Opening Prayer: Blessed Father! We humbly beseech Thee, let none that wait on Thee be ashamed; no, not one. Some are weary, and the time of waiting appears long. And some are feeble, and scarcely know how to wait. And some are so entangled in the effort of their prayers and their work, they think that they can find no time to wait continually. Father, teach us how to wait. Teach us to think of thee, the God of all waiting ones. Father! Let none that wait on Thee be ashamed. For Jesus’ sake. Amen. (Waiting on God by Andrew Murray)
Scripture: Psalm 25:1-5
Journal: What does it mean to wait for God? What does it mean in your life and journey right now? Where is God asking you to wait for him? Where is he requiring you to wait for him? How do you feel about that?

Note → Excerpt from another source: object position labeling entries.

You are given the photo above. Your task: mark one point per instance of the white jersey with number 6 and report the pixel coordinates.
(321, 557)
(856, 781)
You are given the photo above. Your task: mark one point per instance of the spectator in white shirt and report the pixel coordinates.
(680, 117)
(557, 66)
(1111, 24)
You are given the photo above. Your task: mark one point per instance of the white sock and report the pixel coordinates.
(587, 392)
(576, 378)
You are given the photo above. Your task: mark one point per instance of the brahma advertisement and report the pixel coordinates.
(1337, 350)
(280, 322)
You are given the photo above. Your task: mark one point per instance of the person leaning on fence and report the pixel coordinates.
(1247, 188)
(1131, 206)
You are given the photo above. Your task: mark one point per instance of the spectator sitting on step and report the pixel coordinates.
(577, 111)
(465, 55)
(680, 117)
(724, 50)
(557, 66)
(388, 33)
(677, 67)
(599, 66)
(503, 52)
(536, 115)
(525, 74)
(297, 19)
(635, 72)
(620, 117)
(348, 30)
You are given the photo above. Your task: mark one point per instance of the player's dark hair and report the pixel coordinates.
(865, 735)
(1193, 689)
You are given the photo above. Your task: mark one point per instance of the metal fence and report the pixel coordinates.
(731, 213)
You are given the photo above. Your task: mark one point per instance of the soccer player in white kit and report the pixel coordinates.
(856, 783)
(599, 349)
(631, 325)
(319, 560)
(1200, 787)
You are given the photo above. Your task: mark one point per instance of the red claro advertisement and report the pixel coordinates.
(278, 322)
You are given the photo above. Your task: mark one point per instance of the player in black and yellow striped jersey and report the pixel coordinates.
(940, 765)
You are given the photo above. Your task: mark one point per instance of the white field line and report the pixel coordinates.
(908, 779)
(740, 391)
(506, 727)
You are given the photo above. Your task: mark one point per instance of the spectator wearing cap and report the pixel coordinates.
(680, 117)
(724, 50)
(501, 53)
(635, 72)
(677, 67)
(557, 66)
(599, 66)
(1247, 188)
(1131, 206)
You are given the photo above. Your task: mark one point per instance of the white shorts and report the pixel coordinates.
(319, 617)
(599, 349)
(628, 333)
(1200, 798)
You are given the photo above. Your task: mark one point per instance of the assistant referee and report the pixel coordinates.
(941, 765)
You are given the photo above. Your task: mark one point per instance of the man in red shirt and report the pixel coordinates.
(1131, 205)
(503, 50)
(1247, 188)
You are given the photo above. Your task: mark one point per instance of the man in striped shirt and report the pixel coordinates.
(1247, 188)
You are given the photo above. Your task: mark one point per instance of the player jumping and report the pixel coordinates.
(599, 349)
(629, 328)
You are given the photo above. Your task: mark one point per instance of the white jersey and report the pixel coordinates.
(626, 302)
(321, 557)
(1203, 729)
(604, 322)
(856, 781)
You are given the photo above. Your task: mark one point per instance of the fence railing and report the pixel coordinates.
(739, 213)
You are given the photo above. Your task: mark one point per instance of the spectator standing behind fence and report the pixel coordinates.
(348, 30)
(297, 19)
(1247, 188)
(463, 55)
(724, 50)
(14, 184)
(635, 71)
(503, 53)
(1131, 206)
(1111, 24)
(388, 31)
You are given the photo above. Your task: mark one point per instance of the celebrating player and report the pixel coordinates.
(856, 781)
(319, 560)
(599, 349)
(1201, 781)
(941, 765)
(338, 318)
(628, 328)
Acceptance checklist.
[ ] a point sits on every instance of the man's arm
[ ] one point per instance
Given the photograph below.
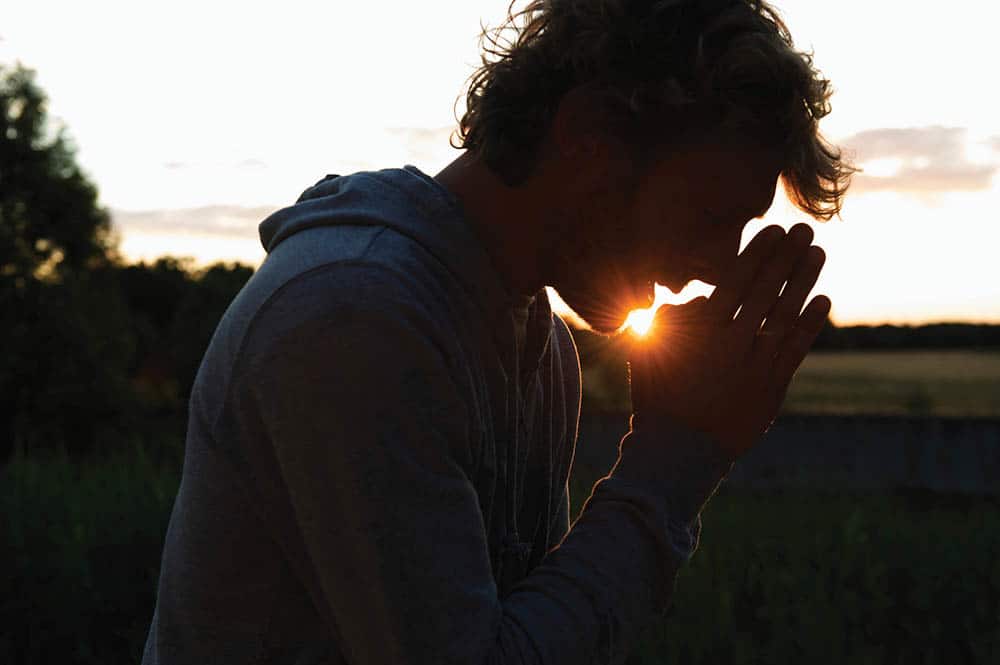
(372, 441)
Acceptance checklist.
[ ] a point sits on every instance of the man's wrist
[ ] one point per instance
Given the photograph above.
(684, 465)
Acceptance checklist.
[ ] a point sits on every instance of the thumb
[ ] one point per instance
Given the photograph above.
(689, 312)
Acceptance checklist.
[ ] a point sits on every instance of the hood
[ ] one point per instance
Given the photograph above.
(417, 206)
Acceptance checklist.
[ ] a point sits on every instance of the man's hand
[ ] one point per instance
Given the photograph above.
(726, 373)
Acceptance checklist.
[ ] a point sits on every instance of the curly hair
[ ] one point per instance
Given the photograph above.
(662, 72)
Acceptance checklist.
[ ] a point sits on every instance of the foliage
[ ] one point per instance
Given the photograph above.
(916, 383)
(80, 547)
(777, 578)
(928, 382)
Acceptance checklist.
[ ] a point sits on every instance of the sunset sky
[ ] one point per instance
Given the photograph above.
(197, 119)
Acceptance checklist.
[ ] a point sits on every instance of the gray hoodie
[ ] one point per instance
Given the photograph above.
(377, 456)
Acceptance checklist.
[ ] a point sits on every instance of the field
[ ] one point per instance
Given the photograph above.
(778, 578)
(922, 383)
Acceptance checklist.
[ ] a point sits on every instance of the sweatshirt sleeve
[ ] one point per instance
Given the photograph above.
(372, 439)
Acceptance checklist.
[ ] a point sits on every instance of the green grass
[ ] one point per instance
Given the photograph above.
(80, 547)
(922, 383)
(777, 578)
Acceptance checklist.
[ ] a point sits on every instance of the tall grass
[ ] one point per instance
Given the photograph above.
(778, 578)
(80, 550)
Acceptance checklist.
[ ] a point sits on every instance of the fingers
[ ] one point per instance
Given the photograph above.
(799, 340)
(785, 312)
(734, 284)
(763, 294)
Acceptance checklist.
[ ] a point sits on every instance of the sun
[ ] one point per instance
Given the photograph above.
(640, 320)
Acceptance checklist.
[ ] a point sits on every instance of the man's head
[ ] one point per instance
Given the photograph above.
(661, 127)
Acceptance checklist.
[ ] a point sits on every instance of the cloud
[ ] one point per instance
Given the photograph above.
(920, 160)
(427, 145)
(217, 220)
(248, 163)
(251, 163)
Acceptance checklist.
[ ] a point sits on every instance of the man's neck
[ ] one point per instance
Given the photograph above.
(512, 222)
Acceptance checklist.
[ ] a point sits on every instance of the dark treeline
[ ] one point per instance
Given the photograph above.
(97, 354)
(936, 336)
(100, 354)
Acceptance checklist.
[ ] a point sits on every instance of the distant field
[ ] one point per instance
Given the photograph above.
(937, 383)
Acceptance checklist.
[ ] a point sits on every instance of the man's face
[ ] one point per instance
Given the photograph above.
(680, 220)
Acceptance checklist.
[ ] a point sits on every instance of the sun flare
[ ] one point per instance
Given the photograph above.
(640, 320)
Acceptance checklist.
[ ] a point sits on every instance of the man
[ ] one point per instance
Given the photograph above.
(382, 429)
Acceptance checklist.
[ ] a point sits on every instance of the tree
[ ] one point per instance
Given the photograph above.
(63, 324)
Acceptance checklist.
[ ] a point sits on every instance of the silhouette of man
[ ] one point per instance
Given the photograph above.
(383, 426)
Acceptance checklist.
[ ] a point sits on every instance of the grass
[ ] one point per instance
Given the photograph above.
(80, 547)
(777, 578)
(921, 383)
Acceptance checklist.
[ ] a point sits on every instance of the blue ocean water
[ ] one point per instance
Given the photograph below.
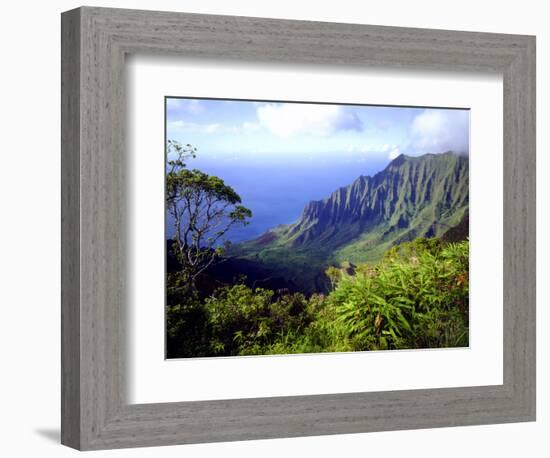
(277, 192)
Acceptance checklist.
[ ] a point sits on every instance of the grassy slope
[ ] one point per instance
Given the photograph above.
(412, 197)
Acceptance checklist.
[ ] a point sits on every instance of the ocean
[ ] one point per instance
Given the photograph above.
(277, 192)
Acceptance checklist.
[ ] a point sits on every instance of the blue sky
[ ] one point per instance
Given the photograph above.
(273, 131)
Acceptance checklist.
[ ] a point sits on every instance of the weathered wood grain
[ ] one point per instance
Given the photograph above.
(95, 412)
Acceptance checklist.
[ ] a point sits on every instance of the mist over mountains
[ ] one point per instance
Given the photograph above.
(424, 196)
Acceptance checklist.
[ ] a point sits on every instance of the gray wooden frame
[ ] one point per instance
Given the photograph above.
(95, 413)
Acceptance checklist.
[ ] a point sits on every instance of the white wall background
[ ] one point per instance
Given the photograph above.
(30, 245)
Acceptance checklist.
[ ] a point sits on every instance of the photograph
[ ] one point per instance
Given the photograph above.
(300, 227)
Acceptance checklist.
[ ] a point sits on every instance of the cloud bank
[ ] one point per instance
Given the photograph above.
(438, 131)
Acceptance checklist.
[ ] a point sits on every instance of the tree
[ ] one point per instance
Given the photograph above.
(203, 208)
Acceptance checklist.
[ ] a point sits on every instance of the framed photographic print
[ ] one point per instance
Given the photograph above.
(288, 228)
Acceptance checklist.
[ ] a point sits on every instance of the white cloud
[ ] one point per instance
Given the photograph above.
(438, 131)
(288, 119)
(184, 126)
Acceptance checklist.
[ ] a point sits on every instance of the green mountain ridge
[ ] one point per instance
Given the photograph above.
(412, 197)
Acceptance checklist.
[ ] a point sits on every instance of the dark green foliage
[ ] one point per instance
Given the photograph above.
(415, 297)
(203, 209)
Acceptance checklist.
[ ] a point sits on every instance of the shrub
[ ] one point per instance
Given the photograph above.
(416, 297)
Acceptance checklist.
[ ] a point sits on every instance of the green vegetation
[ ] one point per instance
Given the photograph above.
(415, 297)
(397, 244)
(412, 197)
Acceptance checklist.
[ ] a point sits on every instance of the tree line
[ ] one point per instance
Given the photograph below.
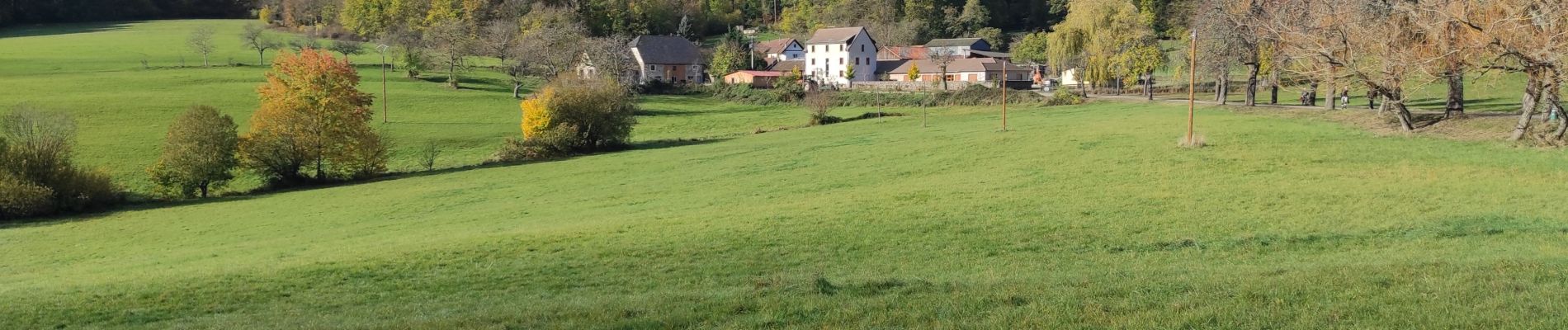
(62, 12)
(1327, 47)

I read a book recently called Waiting on God by Andrew Murray and it has really challenged me and opened me up to consider (to a much deeper degree) what it means to wait on God, as well as what that looks like in life and in ministry. It is not something that comes naturally at all. In fact, it is pretty counter-intuitive for most of us. And, if we are really honest, it is something that we are not very good at.
I guess the reason for this struggle is that waiting on God puts us in a very vulnerable and powerless place. It causes us to admit that, in the end, we can neither produce nor manufacture anything of eternal value. That work is solely up to God. We are at his mercy, both for ourselves and our friends. I mean, obviously there are things we are given to do. There is space that must be made for God, in order to make something coming alive within us more of a possibility, so I'm not talking about just sitting on our hands.
But then again, neither are the Scriptures when they call us to wait on God. What they are calling us to is a particular posture, a way of being and of seeing, if you will. When the Scriptures call us to wait on God they are calling on us to totally surrender to him, to completely trust in him, to wholly rely on him, and not ourselves. It is a posture, and a way of being, that takes a significant amount of courage and resolve because fear would have us spring into action and trust in our own gifts and efforts. Waiting on God calls us to refrain from that reliance on self and to begin to truly rely only on him, and his grace and his power. Waiting on God means that our first movement always must be towards him in prayer and dependence, rather than towards others in pride and arrogance, or in desperation and need. I have a suspicion that if we ever learn what it really means to do this—to truly wait on God—it will change everything.
Closing Prayer: O God, give me the strength and the courage and the trust necessary to truly wait on you. Help me discover what it means to wait for your salvation in my life and in my ministry. Show me what that looks like. Keep me, O God, from the temptation of trying to manufacture or produce something that only you can bring about. I cannot do it on my own, no matter how hard I try; and no matter how much I might believe in my heart of hearts that I really can (or should be able to). There can be no good, O God, other than what you bring into being. So give me a heart filled with faith in your working, not my own. In the name of Jesus I pray. Amen.